Elle poussa un cri de stupeur. Cette voix était impossiblement familière. Quelqu'un montait les marches. Elle vit le sommet d'une plume ambrée couronne dorée apparaître peu à peu, puis ses cheveux bruns, et son beau visage. Elle couvrit sa bouche de ses mains, et un sanglot intolérable lui comprima la gorge. Il s'approcha tranquillement, s'agenouilla devant elle, brisée et misérable, lui beau et radieux, et il sourit. Ses jambes n'étaient plus tordues.

— Tu as réussi, dit-il.

Elle fondit en larmes. Il était là, c'était lui. Son corps lui criait de se lever, l'étreindre jusqu'à lui briser les côtes, sentir son odeur, sa chaleur, sa vie — mais il en était incapable. Elle se sentait trop faible. Elle parvint à articuler, entre deux sanglots :

— Tu me manques affreusement.

Il hocha doucement la tête.

— Je sais, répondit-il.

Un milliard de questions l'assaillit. Pourquoi l'avait-il laissée ? Pourquoi avoir accepté ce travail ? Ils devaient vieillir ensemble, vivre heureux et longtemps. Pourquoi revenait-il maintenant ? L'abandonnerait-il encore ? Elle lui en voulait. Mais il était là, désormais. Une étrange chaleur l'envahit.
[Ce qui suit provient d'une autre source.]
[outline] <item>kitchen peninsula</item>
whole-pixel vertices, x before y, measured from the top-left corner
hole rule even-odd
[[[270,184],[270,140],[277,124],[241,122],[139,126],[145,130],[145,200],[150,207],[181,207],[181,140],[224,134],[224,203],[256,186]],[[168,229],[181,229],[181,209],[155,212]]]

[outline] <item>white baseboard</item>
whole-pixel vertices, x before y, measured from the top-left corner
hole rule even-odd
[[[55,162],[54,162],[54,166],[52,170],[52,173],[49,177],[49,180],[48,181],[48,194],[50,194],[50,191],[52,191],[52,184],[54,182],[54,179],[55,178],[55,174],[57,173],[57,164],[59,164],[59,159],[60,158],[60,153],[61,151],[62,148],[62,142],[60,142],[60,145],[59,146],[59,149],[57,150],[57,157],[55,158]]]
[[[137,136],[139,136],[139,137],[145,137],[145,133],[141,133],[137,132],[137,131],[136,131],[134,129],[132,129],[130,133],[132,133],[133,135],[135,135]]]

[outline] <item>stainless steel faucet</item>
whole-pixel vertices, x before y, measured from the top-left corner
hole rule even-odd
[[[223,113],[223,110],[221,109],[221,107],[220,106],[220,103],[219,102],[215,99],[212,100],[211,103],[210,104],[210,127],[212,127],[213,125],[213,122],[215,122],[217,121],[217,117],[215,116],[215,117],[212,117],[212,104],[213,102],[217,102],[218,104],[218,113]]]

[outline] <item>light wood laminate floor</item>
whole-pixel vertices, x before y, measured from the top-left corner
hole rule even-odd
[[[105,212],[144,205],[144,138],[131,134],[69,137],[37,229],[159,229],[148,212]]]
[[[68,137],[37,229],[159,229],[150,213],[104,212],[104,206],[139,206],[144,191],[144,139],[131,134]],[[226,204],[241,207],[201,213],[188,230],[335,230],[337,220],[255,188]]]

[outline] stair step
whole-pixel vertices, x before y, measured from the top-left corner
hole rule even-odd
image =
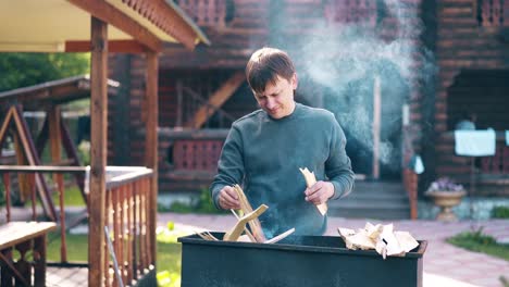
[[[348,197],[330,201],[328,215],[349,219],[410,219],[410,204],[400,182],[358,180]]]

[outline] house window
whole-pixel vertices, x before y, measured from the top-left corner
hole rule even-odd
[[[234,14],[233,0],[175,0],[199,26],[225,26]]]
[[[509,1],[509,0],[508,0]],[[328,23],[376,25],[376,0],[326,0],[325,18]]]
[[[476,17],[482,27],[509,26],[509,0],[476,0]]]

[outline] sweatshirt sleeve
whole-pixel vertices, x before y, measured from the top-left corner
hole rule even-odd
[[[219,204],[219,192],[225,186],[240,184],[244,178],[243,140],[240,132],[233,125],[224,141],[221,157],[218,162],[218,175],[210,186],[210,192],[215,208]]]
[[[334,185],[332,199],[338,199],[348,196],[353,188],[353,171],[350,158],[345,150],[345,133],[334,115],[332,116],[331,146],[328,159],[325,162],[325,174]]]

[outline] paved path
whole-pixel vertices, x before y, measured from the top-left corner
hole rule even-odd
[[[160,213],[158,224],[164,226],[172,221],[177,228],[191,230],[225,230],[234,225],[233,215],[195,215]],[[394,223],[396,230],[408,230],[419,240],[427,240],[424,253],[424,287],[502,287],[499,276],[509,278],[509,261],[470,252],[445,241],[460,232],[483,226],[483,233],[509,241],[509,220],[491,220],[459,223],[435,221],[374,221],[330,217],[326,235],[337,235],[337,227],[361,228],[365,222]]]

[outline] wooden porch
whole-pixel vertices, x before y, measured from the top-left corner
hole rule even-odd
[[[30,18],[30,22],[26,22]],[[119,286],[156,284],[156,212],[158,195],[158,53],[163,42],[177,42],[193,50],[199,42],[209,43],[199,28],[188,20],[173,2],[150,1],[21,1],[0,2],[0,51],[2,52],[90,52],[90,170],[89,192],[84,192],[88,210],[88,274],[84,275],[87,286]],[[66,27],[57,29],[54,27]],[[145,129],[144,159],[141,166],[107,166],[108,154],[108,53],[128,52],[145,55],[145,97],[142,102]],[[16,102],[18,104],[20,102]],[[21,109],[21,108],[18,108]],[[9,112],[8,116],[14,115]],[[18,114],[18,113],[17,113]],[[60,162],[62,138],[58,109],[51,113],[49,125],[51,154]],[[14,115],[17,127],[22,118]],[[2,126],[1,134],[10,123]],[[26,132],[26,130],[25,130]],[[36,201],[40,200],[45,217],[54,221],[60,229],[61,265],[69,267],[65,245],[65,202],[63,174],[87,172],[83,166],[66,164],[44,165],[36,162],[37,150],[34,142],[22,135],[14,135],[25,152],[18,160],[29,166],[1,166],[7,197],[7,222],[10,219],[10,173],[27,174],[30,183],[32,220],[37,220]],[[1,141],[1,140],[0,140]],[[2,144],[2,142],[0,142]],[[17,154],[16,154],[17,155]],[[24,158],[23,158],[24,157]],[[39,154],[40,157],[40,154]],[[41,174],[53,175],[59,192],[59,213],[51,197],[42,187]],[[109,174],[112,173],[112,174]],[[38,192],[36,195],[36,192]],[[36,246],[40,246],[37,239]],[[44,240],[42,240],[44,242]],[[42,246],[46,246],[42,244]],[[33,248],[32,239],[23,242],[12,240],[2,246],[0,285],[3,286],[45,286],[45,279],[32,283],[32,273],[46,275],[38,264],[44,265],[45,252],[25,251]],[[22,257],[13,255],[13,249],[23,250]],[[33,267],[35,265],[35,267]],[[83,266],[83,264],[82,264]],[[112,272],[113,270],[113,272]],[[63,271],[54,273],[54,278],[69,280]],[[82,274],[82,273],[79,273]],[[40,276],[39,276],[40,277]],[[74,278],[73,274],[73,278]],[[78,276],[79,277],[79,276]],[[83,278],[83,277],[80,277]],[[55,279],[57,280],[57,279]],[[83,282],[83,280],[79,280]],[[48,282],[48,285],[61,285]],[[71,284],[71,283],[69,283]]]

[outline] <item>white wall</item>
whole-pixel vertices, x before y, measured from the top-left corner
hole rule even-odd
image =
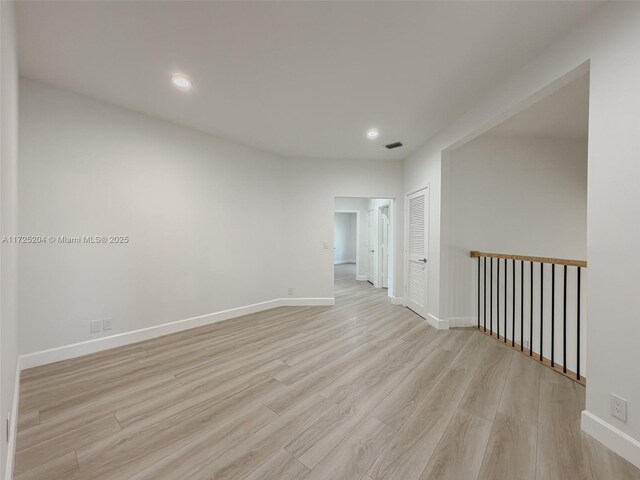
[[[482,135],[442,171],[444,318],[477,316],[469,251],[585,260],[587,140]]]
[[[22,354],[333,299],[335,197],[402,192],[397,162],[284,159],[26,79],[20,108],[21,234],[130,238],[21,247]]]
[[[282,297],[283,162],[29,80],[20,89],[21,353]],[[99,336],[99,335],[98,335]]]
[[[453,326],[477,323],[477,260],[469,251],[512,253],[540,257],[585,260],[587,254],[587,139],[503,137],[481,135],[453,150],[442,167],[442,282],[440,314]],[[504,335],[505,317],[509,320],[509,339],[515,323],[516,342],[522,338],[539,353],[540,266],[534,265],[533,335],[530,336],[530,265],[524,265],[524,321],[521,316],[521,263],[516,264],[516,321],[513,322],[513,264],[508,264],[508,302],[504,309],[504,261],[494,261],[494,294],[499,305],[493,308],[493,328]],[[490,263],[487,264],[490,272]],[[484,270],[481,268],[481,274]],[[543,354],[551,357],[551,267],[545,266]],[[562,364],[562,277],[556,267],[556,336],[554,360]],[[576,370],[576,271],[567,274],[567,368]],[[582,291],[587,291],[587,271],[581,276]],[[488,283],[489,285],[489,283]],[[487,287],[487,295],[490,294]],[[483,299],[481,295],[481,299]],[[581,321],[588,321],[582,299]],[[487,302],[488,303],[488,302]],[[490,313],[487,307],[487,318]],[[481,311],[481,318],[483,318]],[[487,320],[487,328],[491,322]],[[522,335],[521,335],[522,333]],[[581,374],[586,374],[584,340],[581,329]]]
[[[358,224],[355,213],[336,212],[333,229],[333,263],[356,263]]]
[[[18,65],[13,2],[0,3],[0,236],[18,233]],[[0,245],[0,478],[11,469],[15,447],[7,445],[4,422],[7,413],[15,419],[17,405],[13,398],[18,361],[18,249]]]
[[[640,466],[640,4],[612,2],[524,66],[405,161],[405,191],[431,186],[429,312],[440,314],[440,183],[448,149],[590,70],[587,413],[583,428]],[[435,261],[433,261],[435,260]],[[609,393],[629,419],[609,414]]]

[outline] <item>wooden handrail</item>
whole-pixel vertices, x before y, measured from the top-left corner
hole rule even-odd
[[[506,258],[508,260],[523,260],[525,262],[536,263],[554,263],[556,265],[568,265],[570,267],[585,267],[586,260],[569,260],[566,258],[549,258],[549,257],[532,257],[530,255],[511,255],[509,253],[486,253],[472,250],[469,252],[471,258],[488,257],[488,258]]]

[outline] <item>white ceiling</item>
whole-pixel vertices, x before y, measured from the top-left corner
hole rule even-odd
[[[401,159],[598,6],[25,1],[19,62],[28,78],[262,150]],[[405,147],[382,147],[394,141]]]
[[[487,134],[586,140],[589,134],[589,75],[565,85]]]

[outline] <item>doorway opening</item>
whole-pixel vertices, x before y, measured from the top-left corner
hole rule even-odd
[[[393,297],[394,199],[336,197],[333,264],[336,299],[363,288]]]

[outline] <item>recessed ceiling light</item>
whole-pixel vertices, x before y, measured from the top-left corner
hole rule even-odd
[[[191,89],[191,80],[186,75],[182,75],[181,73],[177,73],[171,76],[171,83],[178,90],[189,90]]]

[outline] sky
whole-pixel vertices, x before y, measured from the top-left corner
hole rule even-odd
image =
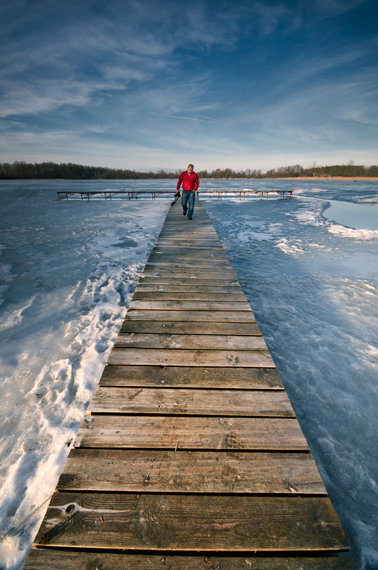
[[[378,163],[377,0],[0,0],[0,162]]]

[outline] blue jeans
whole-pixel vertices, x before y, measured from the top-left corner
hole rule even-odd
[[[188,217],[189,218],[193,216],[196,192],[194,190],[182,190],[181,205],[182,206],[184,212],[186,212],[188,208],[189,201]]]

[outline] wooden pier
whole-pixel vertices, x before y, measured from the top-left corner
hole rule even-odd
[[[246,196],[252,196],[253,195],[258,195],[261,198],[266,198],[270,194],[278,194],[282,196],[283,200],[285,200],[286,196],[288,196],[290,200],[293,198],[293,192],[294,188],[286,188],[280,190],[279,188],[270,188],[264,190],[263,188],[256,188],[256,190],[235,190],[227,189],[203,189],[201,190],[201,194],[214,195],[218,197],[219,200],[222,199],[224,196],[236,195],[238,196],[240,200],[245,200]],[[138,198],[152,198],[153,200],[156,200],[157,196],[162,195],[174,195],[176,190],[132,190],[130,188],[124,188],[119,190],[60,190],[57,192],[58,200],[68,200],[70,198],[80,198],[82,201],[90,200],[90,198],[105,199],[105,200],[111,200],[112,198],[122,198],[122,200],[134,200]]]
[[[26,570],[355,570],[200,203],[171,209]]]

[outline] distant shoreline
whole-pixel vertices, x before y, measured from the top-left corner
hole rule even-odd
[[[172,180],[174,181],[177,180],[176,178],[0,178],[0,182],[9,182],[10,180],[20,180],[20,182],[26,180],[36,180],[36,181],[43,181],[43,180],[61,180],[65,182],[73,182],[73,181],[80,181],[80,182],[116,182],[117,180],[133,180],[135,182],[138,182],[140,180]],[[261,178],[200,178],[200,180],[253,180],[253,182],[258,182],[259,180],[293,180],[295,182],[295,180],[316,180],[319,182],[322,182],[322,180],[364,180],[367,182],[368,180],[378,180],[378,177],[377,176],[296,176],[295,178],[265,178],[262,177]]]

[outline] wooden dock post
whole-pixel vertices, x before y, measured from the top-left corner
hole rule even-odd
[[[169,211],[26,570],[352,570],[210,220]]]

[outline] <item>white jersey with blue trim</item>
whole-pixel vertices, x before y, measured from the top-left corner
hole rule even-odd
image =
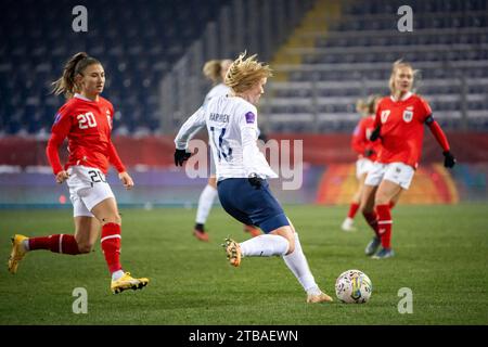
[[[259,129],[257,110],[239,97],[213,98],[200,107],[181,127],[175,139],[177,149],[184,150],[192,134],[206,126],[216,164],[217,179],[277,178],[257,146]]]
[[[204,106],[214,98],[228,95],[231,93],[230,87],[226,86],[224,83],[219,83],[211,88],[208,93],[205,95],[204,100]]]

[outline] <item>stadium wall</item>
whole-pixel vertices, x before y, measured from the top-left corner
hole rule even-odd
[[[280,201],[290,204],[347,204],[356,189],[355,159],[350,136],[280,133],[270,139],[303,140],[301,188],[283,190],[286,179],[271,187]],[[441,153],[429,133],[411,189],[400,204],[455,204],[488,200],[488,134],[448,133],[459,163],[452,170],[441,165]],[[114,139],[118,152],[134,178],[137,189],[124,190],[114,171],[108,180],[121,205],[152,207],[196,205],[205,178],[190,179],[174,166],[172,137]],[[290,146],[293,153],[293,145]],[[46,140],[10,137],[0,139],[0,207],[69,207],[66,187],[57,185],[44,154]],[[66,157],[65,150],[61,153]],[[293,160],[291,160],[293,163]]]

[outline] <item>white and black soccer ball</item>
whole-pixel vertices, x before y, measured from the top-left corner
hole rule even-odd
[[[335,281],[335,295],[346,304],[368,303],[372,291],[370,278],[359,270],[344,271]]]

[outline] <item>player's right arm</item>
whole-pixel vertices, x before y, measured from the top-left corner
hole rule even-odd
[[[374,117],[374,130],[373,132],[371,132],[371,136],[369,138],[370,141],[376,141],[377,139],[380,139],[380,134],[382,131],[382,102],[380,102],[380,104],[377,105],[376,108],[376,116]]]
[[[54,118],[51,137],[46,147],[46,155],[48,156],[49,164],[52,167],[52,172],[55,175],[57,183],[63,183],[68,178],[68,174],[61,165],[59,149],[69,133],[70,127],[72,120],[69,115],[63,112],[63,110],[60,110]]]
[[[175,138],[175,165],[182,166],[191,153],[187,152],[189,141],[195,136],[195,133],[205,126],[205,111],[204,107],[200,107],[187,121],[181,126]]]
[[[364,153],[367,141],[368,139],[365,138],[364,121],[362,121],[361,119],[356,126],[355,131],[352,132],[350,146],[352,151],[362,155]]]

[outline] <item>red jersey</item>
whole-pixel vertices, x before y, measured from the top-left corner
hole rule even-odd
[[[376,160],[377,154],[382,147],[382,141],[380,139],[375,141],[369,140],[374,130],[374,119],[375,115],[361,118],[352,132],[350,146],[352,147],[352,151],[358,153],[359,159],[364,157],[365,150],[372,150],[373,154],[371,154],[368,159],[373,162]]]
[[[57,149],[66,137],[69,158],[64,169],[82,165],[99,168],[106,174],[108,164],[113,164],[117,171],[125,171],[111,140],[113,118],[114,106],[102,97],[98,101],[91,101],[76,94],[61,106],[47,147],[54,175],[63,169]]]
[[[382,150],[377,162],[400,162],[418,168],[424,138],[424,124],[432,111],[428,103],[415,94],[394,101],[383,98],[376,111],[375,127],[381,126]]]

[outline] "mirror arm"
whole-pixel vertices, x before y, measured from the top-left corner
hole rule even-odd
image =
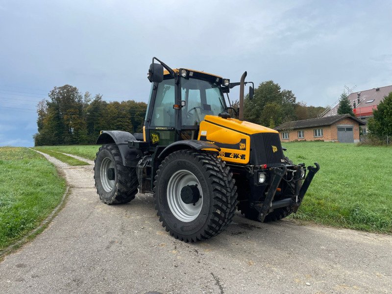
[[[174,73],[174,71],[172,70],[170,67],[169,67],[168,65],[166,63],[163,62],[163,61],[161,61],[159,59],[155,57],[152,57],[152,63],[154,63],[154,59],[158,61],[159,63],[162,65],[162,66],[164,67],[167,71],[169,72],[170,75],[172,75],[174,78],[177,78],[177,74],[176,74],[175,73]]]

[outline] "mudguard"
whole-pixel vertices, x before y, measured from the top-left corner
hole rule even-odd
[[[136,141],[130,133],[123,131],[102,131],[97,140],[97,144],[115,143],[119,147],[122,165],[134,168],[141,159],[143,153],[138,149],[129,148],[128,141]]]
[[[177,141],[170,144],[162,150],[158,158],[160,159],[163,159],[173,152],[184,149],[193,149],[195,150],[212,149],[218,151],[220,150],[220,147],[218,147],[215,144],[213,144],[209,142],[198,140],[184,140]]]

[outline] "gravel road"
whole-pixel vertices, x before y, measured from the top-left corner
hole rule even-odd
[[[186,244],[162,228],[150,195],[108,206],[92,166],[59,168],[68,202],[0,264],[0,293],[392,293],[391,236],[239,214],[219,236]]]

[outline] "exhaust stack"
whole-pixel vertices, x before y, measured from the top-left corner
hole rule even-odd
[[[244,121],[244,91],[246,74],[247,74],[246,72],[243,74],[240,81],[240,114],[238,116],[238,119],[240,121]]]

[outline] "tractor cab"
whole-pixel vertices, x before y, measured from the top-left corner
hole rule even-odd
[[[164,71],[162,81],[151,81],[144,130],[150,148],[197,139],[205,116],[217,116],[227,109],[222,88],[228,80],[186,69],[172,73]]]

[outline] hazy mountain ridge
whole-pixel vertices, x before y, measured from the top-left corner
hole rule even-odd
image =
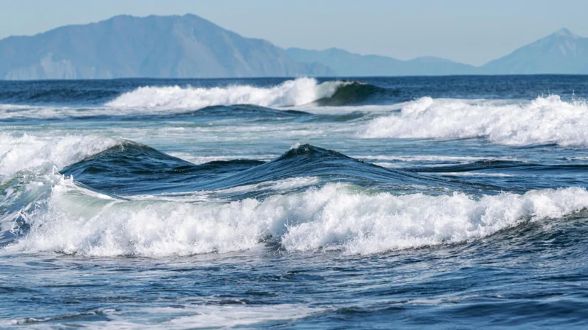
[[[341,76],[471,75],[474,66],[439,57],[417,57],[408,61],[380,55],[362,55],[338,48],[310,50],[286,50],[290,57],[305,62],[318,62],[333,69]]]
[[[588,38],[562,28],[481,67],[434,57],[410,60],[363,55],[338,48],[286,50],[294,60],[329,65],[341,76],[588,73]]]
[[[481,67],[483,74],[588,73],[588,38],[562,28]]]
[[[567,29],[481,67],[339,48],[282,49],[196,15],[121,15],[0,40],[0,79],[587,74],[588,38]]]
[[[229,77],[332,75],[261,39],[195,15],[118,16],[0,40],[0,78]]]

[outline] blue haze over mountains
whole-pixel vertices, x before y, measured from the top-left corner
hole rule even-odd
[[[0,40],[0,79],[588,74],[588,38],[562,29],[481,67],[330,48],[282,49],[196,15],[118,16]]]

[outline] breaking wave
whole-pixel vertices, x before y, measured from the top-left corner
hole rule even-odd
[[[26,236],[9,248],[83,255],[224,253],[275,242],[287,251],[367,254],[467,241],[588,207],[582,188],[397,196],[345,183],[264,200],[124,201],[62,180]]]
[[[73,177],[54,171],[17,175],[1,187],[0,243],[10,251],[192,255],[272,243],[289,252],[368,254],[475,240],[588,207],[588,192],[579,187],[493,195],[455,189],[427,194],[422,186],[418,192],[383,191],[375,188],[378,182],[437,187],[442,182],[308,145],[294,145],[265,163],[196,165],[130,142],[6,138],[21,143],[29,139],[41,153],[56,148],[69,154],[63,159],[47,154],[59,162],[105,149],[62,171]],[[109,143],[114,146],[107,148]],[[68,153],[72,143],[84,151]],[[40,163],[36,159],[25,155],[21,162]],[[74,181],[76,177],[87,186]],[[371,185],[363,186],[365,180]],[[117,195],[125,185],[131,194]],[[164,192],[169,186],[186,187],[200,198],[154,191],[160,186]],[[233,198],[217,198],[223,194]]]
[[[213,88],[145,87],[124,93],[107,103],[107,105],[118,108],[191,109],[232,104],[299,106],[331,97],[339,87],[346,83],[342,81],[329,81],[319,84],[315,79],[298,78],[267,88],[247,85]]]
[[[486,138],[504,145],[588,145],[588,104],[557,95],[523,104],[423,97],[361,128],[365,138]]]

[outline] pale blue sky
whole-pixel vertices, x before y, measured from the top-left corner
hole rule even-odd
[[[588,36],[585,0],[0,0],[0,38],[121,13],[186,13],[284,48],[474,65],[562,27]]]

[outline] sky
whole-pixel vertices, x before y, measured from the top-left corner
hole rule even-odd
[[[123,13],[191,13],[283,48],[480,65],[563,27],[588,36],[587,12],[585,0],[0,0],[0,38]]]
— Tu as assez fui, mon amour.

À ces mots, elle tendit l'oreille. Des cliquetis de bottes montaient du vestibule. On l'avait rattrapée, enfin. Sa respiration s'emballa. Betheros posa sa main brûlante sur une joue trempée.

— Ils arrivent, balbutia-t-elle, détruite et impuissante.

— Je sais. Je suis là, murmura-t-il.

Il était là. Et tant qu'ils seraient ensemble, tout irait bien. Ils le savaient tous les deux. Les jambes de Solane ne répondaient plus. Aux oreilles des poursuivants, seule la voix déchirée d'une jeune femme résonnait tout là haut.

— Je t'aime, pleurait-elle. Je t'en supplie, reviens-moi.

Chaque mot devenait plus difficile à prononcer. Plus bas, les pas commençaient à gravir les marches.

— Je ne partirai plus, répondit Betheros.

Il approcha son visage, lui offrit ses lèvres, et elle entrouvrit les siennes en retour. Elle se laissa aller, yeux clos, à ce baiser qu'elle avait tant attendu. Ce baiser qu'elle n'espérait plus. Ce baiser qui allait tout résoudre. C'était tout ce qu'elle voulait. Il ne lui arriverait rien. Et au moment où leurs lèvres se touchèrent, une chaleur brûlante, apaisante, envahit son cœur, explosa, embrasa chaque membre, et toute son âme. Elle oublia tous ses maux et se laissa partir, avec lui, en paix, où qu'il l'emmènerait, tant qu'ils seraient ensemble.

Au sommet de l'escalier, adossée à l'autel, on trouva une jeune femme immobile, émaciée, qui ne respirait plus. Il y avait une dambore ébréchée à son flanc ; à l'autre flanc, une boîte étrange, ouverte. Vide.

Solane s'était endormie pour toujours, un sourire figé sur les lèvres.